The 23-year-old struck out two without a base on balls over a career-high seven innings. Michaud has yet to issue a walk this season, though he did hit Jose Solano in the fifth. Although the Connecticut native dealt with a base runner in each of the first five frames, the ValleyCats didn't reach third once -- something Michaud attributes more to the man catching the ball than the one throwing it.
"Andy Paz, my catcher. Probably three out of three times, he threw out the runner trying to steal," the Bryant University product said. "I thought it would be easier to get a guy on just so he could throw the runner out."
After catching three stealing Wednesday, Paz has thrown out four of six would-be base stealers this season.

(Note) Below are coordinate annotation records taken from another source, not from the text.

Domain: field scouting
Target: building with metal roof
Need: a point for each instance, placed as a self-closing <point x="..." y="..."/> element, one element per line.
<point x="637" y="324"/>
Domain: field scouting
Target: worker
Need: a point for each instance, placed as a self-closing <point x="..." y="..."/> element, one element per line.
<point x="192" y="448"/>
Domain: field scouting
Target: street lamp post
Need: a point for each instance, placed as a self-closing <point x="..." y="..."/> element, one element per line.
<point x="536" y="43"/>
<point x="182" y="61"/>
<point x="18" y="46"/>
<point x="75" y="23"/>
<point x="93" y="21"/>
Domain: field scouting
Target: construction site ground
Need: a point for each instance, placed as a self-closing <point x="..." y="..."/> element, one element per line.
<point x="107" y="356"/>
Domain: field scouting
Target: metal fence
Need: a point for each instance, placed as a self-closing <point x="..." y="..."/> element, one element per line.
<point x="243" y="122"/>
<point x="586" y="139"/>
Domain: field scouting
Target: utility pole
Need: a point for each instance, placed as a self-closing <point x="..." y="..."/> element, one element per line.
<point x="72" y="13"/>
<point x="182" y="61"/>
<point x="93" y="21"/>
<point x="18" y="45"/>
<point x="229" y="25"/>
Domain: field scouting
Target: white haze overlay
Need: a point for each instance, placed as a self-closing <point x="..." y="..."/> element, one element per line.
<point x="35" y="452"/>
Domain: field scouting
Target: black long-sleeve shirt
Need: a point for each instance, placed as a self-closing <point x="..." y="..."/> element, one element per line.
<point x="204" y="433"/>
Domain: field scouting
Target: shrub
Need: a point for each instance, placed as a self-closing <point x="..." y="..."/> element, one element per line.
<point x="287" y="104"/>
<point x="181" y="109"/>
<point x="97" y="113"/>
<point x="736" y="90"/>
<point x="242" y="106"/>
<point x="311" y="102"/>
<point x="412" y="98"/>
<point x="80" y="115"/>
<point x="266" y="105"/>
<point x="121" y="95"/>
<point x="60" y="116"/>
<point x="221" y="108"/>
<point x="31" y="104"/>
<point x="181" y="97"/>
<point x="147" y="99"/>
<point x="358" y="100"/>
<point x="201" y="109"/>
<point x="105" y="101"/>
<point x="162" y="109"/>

A starter in college, Michaud began last season in the Lake Monsters rotation, but after an arm injury sidelined him for a month, the 6-foot-4 hurler joined the Arizona League Athletics as a relief pitcher. Now back as a starter, Michaud is 1-1 with a 3.75 ERA over two starts.
The 2013 Draft pick is part of a Vermont pitching staff that has not allowed a run in its past 23 innings and a rotation that has only issued one walk over 34 frames.
"All of our starters don't really walk batters," Michaud said. "They just command the zone and we have a great bullpen and great defense, [success is] not solely in pitching. If the pitcher puts the ball in play, the defense is there to get the out."
With a New York-Penn League-leading .265 average, the Lake Monsters posted six runs on 13 hits. Ben McQuown collected three hits, including an RBI triple, while Ryan Huck also tripled and drove in two en route to Vermont's 700th win in club history.
"That definitely makes [the start] a little more special," Michaud said of the milestone victory. "Hopefully we can add to it."
Tri-City starter Austin Chrismon (1-1) yielded five runs -- four earned -- on 10 hits over five frames.